The 58-year-old Chavez, who has been in power for more than 14 years, had declared himself free of cancer after earlier rounds of surgery and treatment and went on to win another six year term in elections last October.
But he later suffered a relapse, and after the latest surgery on December 11 in Havana he was still too sick to come back to Venezuela for his scheduled inauguration on January 10.
The inauguration has been postponed indefinitely, and Vice President Nicolas Maduro, Chavez’s handpicked political heir, has essentially been running Venezuela in Chavez’s absence.
Conservative opposition leader Henrique Capriles, whom Chavez defeated in the October elections, tweeted: “May the return of president mean that Mr. Maduro and the ministers will get down to work. There are many, many problems to resolve.”
Pollster Luis Vicente Leon said uncertainty remains over the prospect of early elections — they would be called if Chavez dies or is declared incapacitated.
But with his return, support for Maduro will grow even more, Leon said.
A poll released Sunday said that if elections were held now between Maduro and Capriles, the former would win by 14 percentage points.
Opposition parties insist Chavez’s term ended January 10 and that if he cannot start a new one in person, an interim president should be named pending a decision on whether Chavez should be declared incapacitated, in which case a new election would be called quickly.
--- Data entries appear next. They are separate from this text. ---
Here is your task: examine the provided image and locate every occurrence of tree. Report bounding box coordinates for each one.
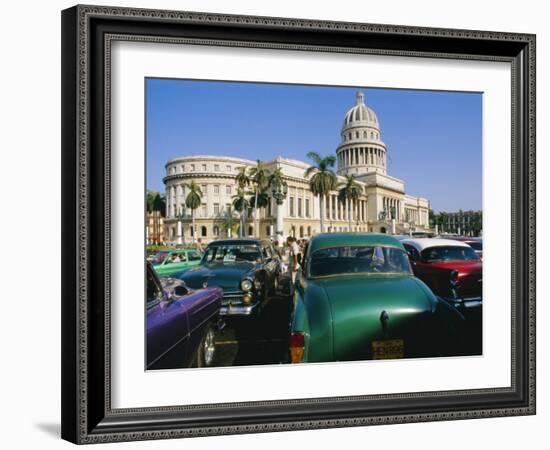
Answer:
[304,152,338,233]
[185,180,202,244]
[231,188,250,237]
[249,188,269,209]
[216,211,238,237]
[267,167,284,189]
[235,166,250,189]
[338,175,363,231]
[248,159,268,237]
[147,190,166,217]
But throughout his illness, Chavez avoided relinquishing power, and the National Assembly had voted to grant him unlimited leave to undergo medical treatment outside of the country.
In his Twitter message, Chavez also expressed his gratitude to Cuba and its leaders for their assistance in his medical treatment.
“Thank you Fidel, Raul and everybody in Cuba,” he wrote, referring to Cuban leaders Fidel and Raul Castro. “And thank you, Venezuela, for so much love.”
As before, he underscored his belief in God and hopes for complete recovery.
“I am holding on to Jesus Christ and trust my doctors and nurses,” the president said. “As always, see you in victory. We will live and we will win.”